In contrast, “Gram-positive isolates generally had reduced levels of resistance,” the authors state. As Dr. Walsh noted, the consortium also did an analysis assessing how much the antibiotic combinations cost and how much payment was deferred to the parents. For example, in Nigeria, the entire cost of treatment is passed down to the parents, “so if they are earning, say, $5.00 a day and the infant needs ceftazidime-amikacin, where the cost per dose is about $6.00 or $7.00 a day, parents can’t afford it,” Dr. Walsh observed.

This part of the conversation, he added, tends to get lost in many studies of antibiotic resistance in LMICs, which is a critical omission, because in many instances, the choice of treatment does come down to affordability. “It’s all very well for the WHO to sit there and say, ampicillin-gentamicin is perfect, but the combination actually doesn’t work in over 70% of the Gram-negative bacteria we looked at in these countries,” Dr. Walsh emphasized.

“The fact is that we have to be a lot more internationally engaged as to what’s actually happening in poorer populations, because unless we do, neonates are going to continue to die,” he said.
 

Editorial commentary

Commenting on the findings, lead editorialist Luregn Schlapbach, MD, PhD, of University Children’s Hospital Zurich, Switzerland, pointed out that the study has a number of limitations, including a high rate of dropouts from follow-up. This could possibly result in underestimation of neonatal mortality as well as country-specific biases. Nevertheless, Dr. Schlapbach feels that the integration of sequential clinical, genomic, microbiologic, drug, and cost data across a large network in LMIC settings is “exceptional” and will serve to inform “urgently needed” clinical trials in the field of neonatal sepsis.
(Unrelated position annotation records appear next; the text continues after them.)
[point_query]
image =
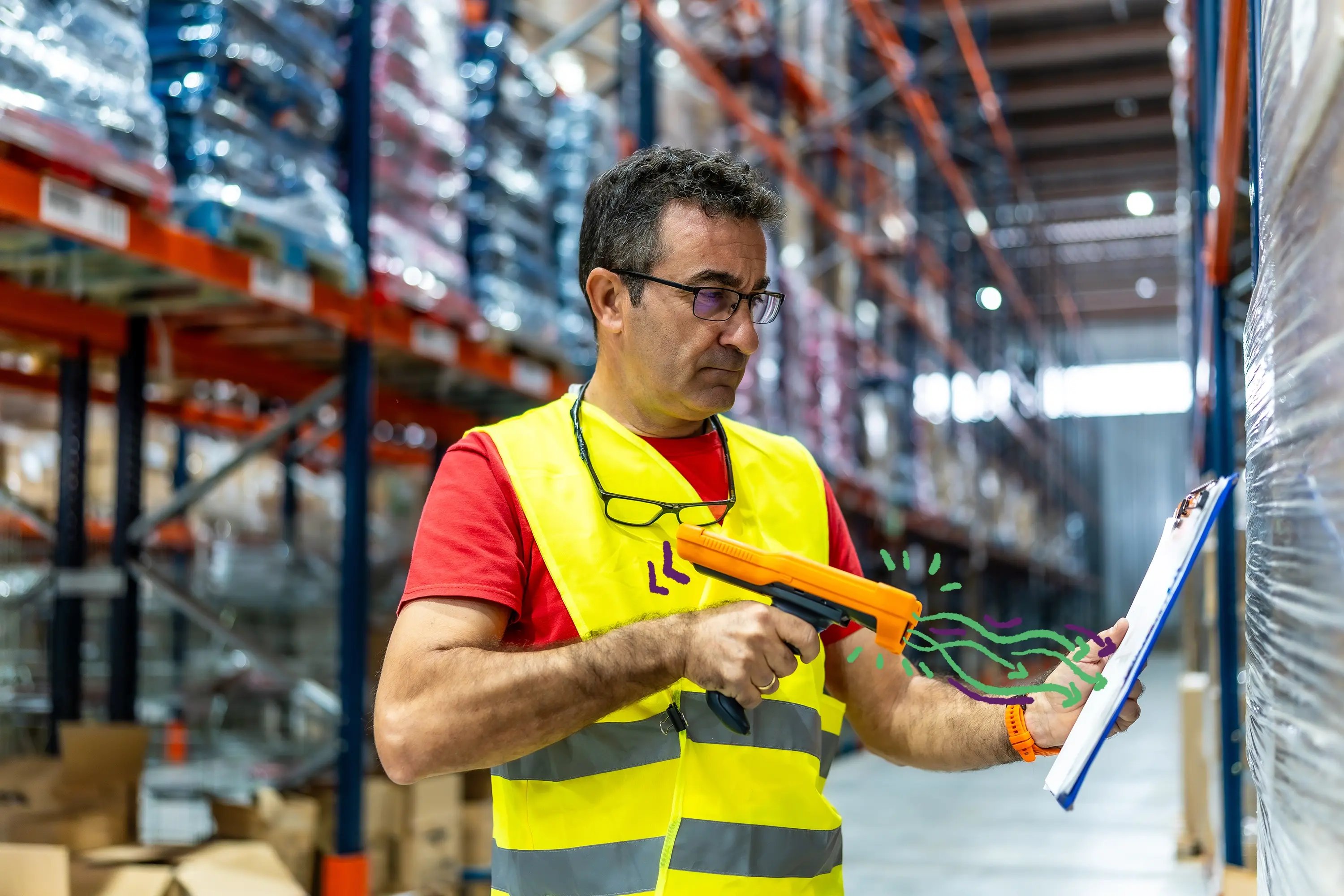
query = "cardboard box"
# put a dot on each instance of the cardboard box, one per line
(84, 800)
(433, 801)
(288, 824)
(1238, 882)
(382, 866)
(385, 812)
(31, 870)
(429, 860)
(121, 880)
(478, 833)
(236, 868)
(77, 829)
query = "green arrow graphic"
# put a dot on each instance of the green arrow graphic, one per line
(1000, 638)
(1014, 691)
(937, 645)
(1097, 681)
“At present, increasing global antibiotic resistance is threatening progress against neonatal sepsis, prompting urgency to develop improved measures to effectively prevent and treat life-threatening infections in this high-risk group,” Dr. Schlapbach and colleagues write.

“The findings from the BARNARDS study call for randomized trials comparing mortality benefit and cost efficiency of different antibiotic combinations and management algorithms to safely reduce unnecessary antibiotic exposure for neonatal sepsis,” the editorialists concluded.

The authors and editorialists have disclosed no relevant financial relationships.

A version of this article first appeared on Medscape.com.